The Montreal Protocol sets binding progressive phase out obligations for developed and developing countries for all the major ozone-depleting substances, including chlorofluorocarbons (CFCs), halons and less damaging transitional chemicals such as hydrochlorofluorocarbons (HCFCs).

Environment ministry director Washington Zhakata on Wednesday told journalists at a climate change workshop in Harare that depletion of the ozone layer was dangerous for the country as it could cause people to suffer skin cancers, eye cataracts and immune suppression if not mitigated. Calls to implement the Montreal Protocol come at a time when world leaders recently met to discuss climate change issues at the COP26 conference in Glasgow, Scotland.

“The international community adopted the Montreal Protocol on substances that deplete the ozone layer on September 16 to address this environmental challenge.

A lot of successes have been achieved since its entry into force in 1989, and the world has managed to reduce more than 99% of substances that deplete the ozone layer,” Zhakata said.

“As we focus on phasing out the remaining quantities of ozone depleting substances, mainly the hydrochloroflourocarbons, we are now looking for other environmental benefits associated with the phasing out of these chemicals.”

He said there was need to come up with mitigation measures to recover the ozone layer in the midst of environmental challenges such as global warming, persistent droughts, floods and desertification.

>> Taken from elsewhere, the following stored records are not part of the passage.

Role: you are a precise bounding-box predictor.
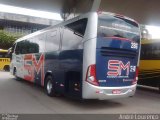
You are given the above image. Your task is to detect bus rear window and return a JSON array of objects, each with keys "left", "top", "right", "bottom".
[
  {"left": 0, "top": 52, "right": 9, "bottom": 58},
  {"left": 97, "top": 15, "right": 140, "bottom": 43}
]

Zhakata said the country should comply with what was stipulated in the Montreal Protocol.

“The government of Zimbabwe completed the implementation of stage 1 of the hydrochloroflourocarbon phase, and has applied for funding for phase two.

This has been approved and will see the country reducing its HCFC consumption by 67,5% by 2025, and completely phasing out the HCFC by 2030,” he said.

The Montreal Protocol adopted in Kigali, Rwanda, in 2016 saw a key decision being made to phase out HCFCs and requested for parties to adopt alternatives that are highly energy efficient, environmentally friendly and cost effective to minimise damage to the global climate system.